Suppose T is a tree with degree sequence 5, 5, 5, 4, 4, 3, 3 plus several 2’s and 1’s. Find the number of leaves of T.
I currently have made this much progress. Let $x$ be the number of degree $2$ vertices and $y$ be the number of degree $1$ vertices (leaves). Then $$|V| = 7 + x + y \implies |E| = 7 + x + y - 1 = 6 + x + y$$ and $$2|E| = 5(3)+4(2)+3(2)+2(x)+1(y) \implies |E| = 29/2 + x + y/2$$ so $6 + x + y = 29/2 + x + y/2$, eventually you get $y = 17$.
But from here, I don't know how to get $x$. Do I have the right approach or is there something else I'm missing?
Thanks in Advance!
You are not missing anything.
All you needed to do is solve for the number of leaves, which is $y$ in your notation. The number of degree $2$ vertices, which is $x$, cannot be determined from this information alone - but you also don't need to know it to solve for the number of leaves.

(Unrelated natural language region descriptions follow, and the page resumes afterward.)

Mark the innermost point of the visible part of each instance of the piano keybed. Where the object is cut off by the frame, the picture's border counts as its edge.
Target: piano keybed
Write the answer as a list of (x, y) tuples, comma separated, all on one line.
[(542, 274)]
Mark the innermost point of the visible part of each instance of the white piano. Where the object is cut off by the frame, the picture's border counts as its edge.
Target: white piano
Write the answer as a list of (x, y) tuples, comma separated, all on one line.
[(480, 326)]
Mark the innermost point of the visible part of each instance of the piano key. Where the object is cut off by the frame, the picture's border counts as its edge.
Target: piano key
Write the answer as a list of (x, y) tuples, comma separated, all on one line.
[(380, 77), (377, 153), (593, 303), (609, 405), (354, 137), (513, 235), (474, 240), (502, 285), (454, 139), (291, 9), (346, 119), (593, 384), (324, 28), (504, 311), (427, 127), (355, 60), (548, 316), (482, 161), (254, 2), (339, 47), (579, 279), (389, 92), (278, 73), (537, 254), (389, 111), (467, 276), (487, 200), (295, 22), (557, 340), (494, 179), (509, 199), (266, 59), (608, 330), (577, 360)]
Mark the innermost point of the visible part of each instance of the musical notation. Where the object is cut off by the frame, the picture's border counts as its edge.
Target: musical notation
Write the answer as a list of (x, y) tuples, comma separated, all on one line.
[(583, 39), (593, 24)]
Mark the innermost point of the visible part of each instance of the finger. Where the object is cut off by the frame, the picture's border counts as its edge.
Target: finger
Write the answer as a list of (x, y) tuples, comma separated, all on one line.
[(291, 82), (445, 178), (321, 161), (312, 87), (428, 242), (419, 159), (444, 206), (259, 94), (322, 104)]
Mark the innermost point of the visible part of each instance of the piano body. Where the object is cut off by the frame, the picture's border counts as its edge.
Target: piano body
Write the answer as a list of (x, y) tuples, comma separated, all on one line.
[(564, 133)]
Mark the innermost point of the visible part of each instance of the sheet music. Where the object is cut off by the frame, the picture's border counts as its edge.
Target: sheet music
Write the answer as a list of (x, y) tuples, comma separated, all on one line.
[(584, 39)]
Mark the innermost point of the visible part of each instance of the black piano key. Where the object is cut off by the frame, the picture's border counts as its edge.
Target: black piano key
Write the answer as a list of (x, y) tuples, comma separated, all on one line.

In fact, you can construct a tree with degree sequence $5,5,5,4,4,3,3$ followed by $y=17$ ones, in there are no vertices of degree $2$. From there, you can take any edge and subdivide it into a path of arbitrary length, which will give you a tree with degree sequence $5,5,5,4,4,3,3$, followed by any number of twos you like, followed by $17$ ones. So there exist trees in which $x$ is any nonnegative integer you want it to be.